Factor Strings
Focused Instruction
Establishing purpose
Learning purpose
 Understand the concepts of factor, multiple, prime
 Understand numbers in terms of relations to other numbers.
Success criteria
 I can identify the factors of a number.
 I can express a number as the product of primes.
 I can identify prime numbers
Language purpose
 Factor,
 Multiple, Product
 Prime, Composite
 Multiplicative identity.
Social purpose
 Exploring
 Organising data
 Knowing when we have finished
 Mathematical wondering
Modelling or demonstrating
Display the chart on the screen. https://drive.google.com/a/maths4eal.net/file/d/1Q6QsznGi9zIdViqrEZ7CO2T6IOZo3U8M/view?usp=drivesdk
Thinking aloud

What do I notice about this chart?

There’s a line connecting 15 and 32.

There’s a line connecting 5, 2, 16 and 3.
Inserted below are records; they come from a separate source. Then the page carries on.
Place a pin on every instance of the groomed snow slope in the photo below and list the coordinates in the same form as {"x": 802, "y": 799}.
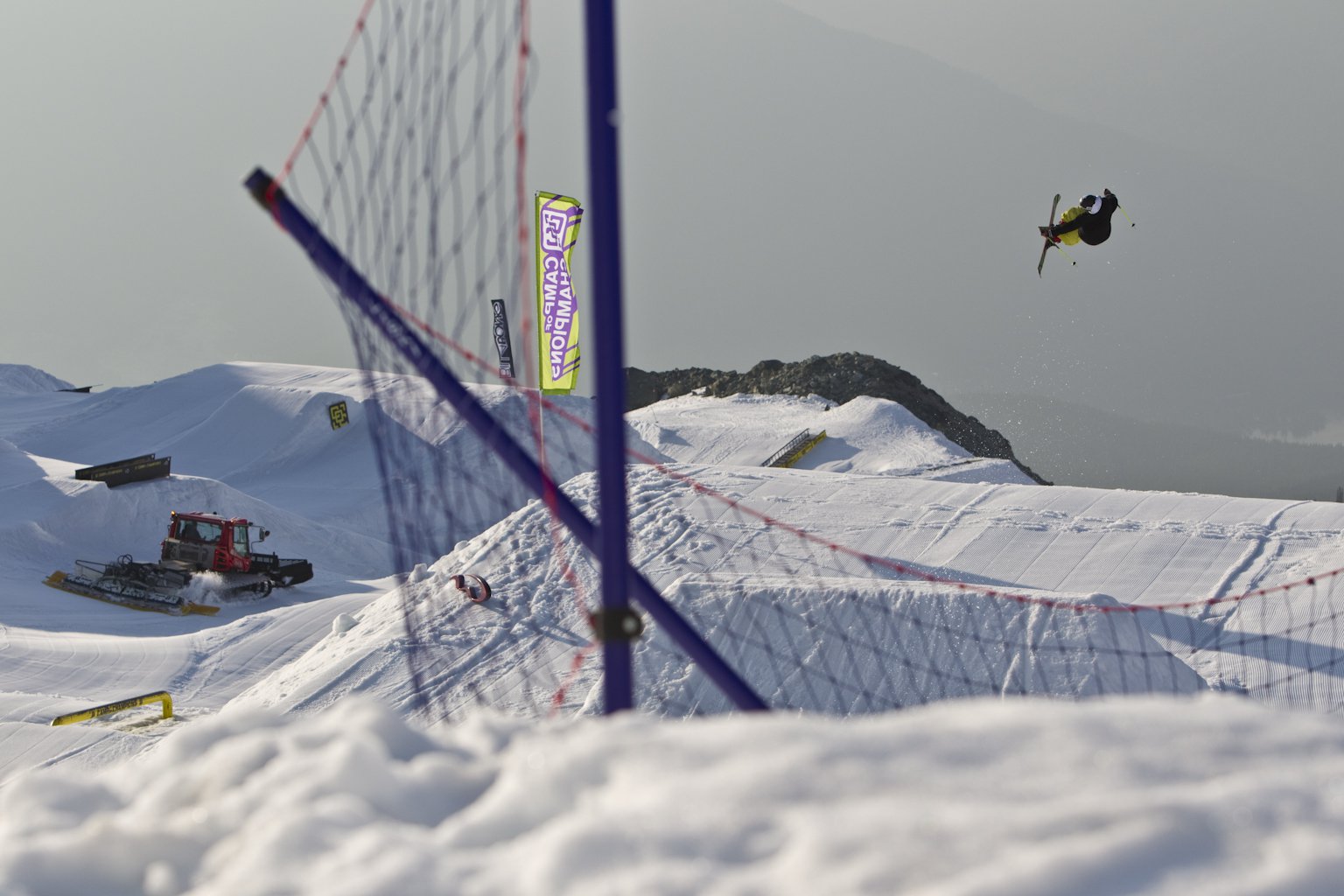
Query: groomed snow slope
{"x": 346, "y": 797}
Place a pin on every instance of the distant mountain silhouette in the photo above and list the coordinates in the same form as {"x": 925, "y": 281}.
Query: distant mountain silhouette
{"x": 840, "y": 378}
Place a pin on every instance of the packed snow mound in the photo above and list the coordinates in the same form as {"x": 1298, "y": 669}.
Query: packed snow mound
{"x": 1136, "y": 795}
{"x": 22, "y": 379}
{"x": 865, "y": 436}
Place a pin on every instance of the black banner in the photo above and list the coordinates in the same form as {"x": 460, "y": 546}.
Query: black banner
{"x": 501, "y": 341}
{"x": 136, "y": 469}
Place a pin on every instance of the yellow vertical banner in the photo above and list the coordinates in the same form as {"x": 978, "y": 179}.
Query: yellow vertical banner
{"x": 556, "y": 308}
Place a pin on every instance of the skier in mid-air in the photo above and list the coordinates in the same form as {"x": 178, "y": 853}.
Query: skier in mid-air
{"x": 1090, "y": 220}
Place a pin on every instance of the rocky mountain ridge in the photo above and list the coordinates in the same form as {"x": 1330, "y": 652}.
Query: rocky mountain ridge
{"x": 840, "y": 378}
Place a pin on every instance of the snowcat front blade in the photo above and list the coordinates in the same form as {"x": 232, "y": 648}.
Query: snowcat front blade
{"x": 80, "y": 586}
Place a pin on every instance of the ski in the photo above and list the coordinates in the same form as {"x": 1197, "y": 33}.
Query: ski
{"x": 1048, "y": 241}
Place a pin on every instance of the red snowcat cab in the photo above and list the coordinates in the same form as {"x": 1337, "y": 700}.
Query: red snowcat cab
{"x": 197, "y": 543}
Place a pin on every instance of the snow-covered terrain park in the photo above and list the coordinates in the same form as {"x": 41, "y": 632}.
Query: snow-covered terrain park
{"x": 295, "y": 763}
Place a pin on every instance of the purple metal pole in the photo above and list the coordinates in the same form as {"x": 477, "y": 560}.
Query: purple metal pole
{"x": 604, "y": 225}
{"x": 328, "y": 260}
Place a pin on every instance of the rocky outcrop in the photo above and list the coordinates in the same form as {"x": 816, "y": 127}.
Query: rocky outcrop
{"x": 839, "y": 378}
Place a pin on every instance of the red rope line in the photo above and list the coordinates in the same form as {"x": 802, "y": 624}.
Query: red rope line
{"x": 324, "y": 100}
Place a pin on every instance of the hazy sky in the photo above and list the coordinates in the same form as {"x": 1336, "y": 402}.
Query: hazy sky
{"x": 865, "y": 180}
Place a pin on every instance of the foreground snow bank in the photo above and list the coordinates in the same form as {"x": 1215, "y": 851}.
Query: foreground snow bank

I wonder what they have in common?

(Try adding them…

Try multiplying…?

Ah! They both have a product of 480!

I wonder if I can find any other strings with a product of 480.
Guided Instruction
Teacher: answering questions, prompts, cues and direct explanations Conducted in small, purposeful, groups. Ideal time for differentiated engagement between teacher and student. Use “Enabling prompts” from “Participating in the Inquiry” here: https://drive.google.com/drive/folders/1BgqPMiuACNxicbFTVFf67mt_v_e4Iona
Collaborative Learning
(Meaningful collaborative group work)
Students to work in groups of 3 finding factor strings.
Once all groups have found at least two strings, begin asking students to record ones found on the whiteboard.
Thinking aloud
 When this gets messy and hard to find, pause the class.
 Discuss how we can structure our data better:
 perhaps by length, and ascending order of factor.
 Model good mathematical thinking with “I wonder…” statements:
 I wonder what the shortest string is?
 I wonder what the longest string is?
 How will we know?
 I wonder how many strings there are?
Independent Learning
(Teacher’s role: feedback)
Students move on to individual work. Students can be extended with the prompts:
 What are all the factor pairs for 480? What are all the factors strings that have 3 factors? How do you know you have found them all? What about factor strings that are 4, 5 or 6 numbers long?
Wrap up

When we have found the longest string, how do we know?

What’s true about these factors.

Introduce the idea of the fundamental theorem of arithmetic (in appropriate language):
Any positive integer can be uniquely expressed as the product of primes.
Watch the video
Consolidation
Create Frayer Models of the vocabulary.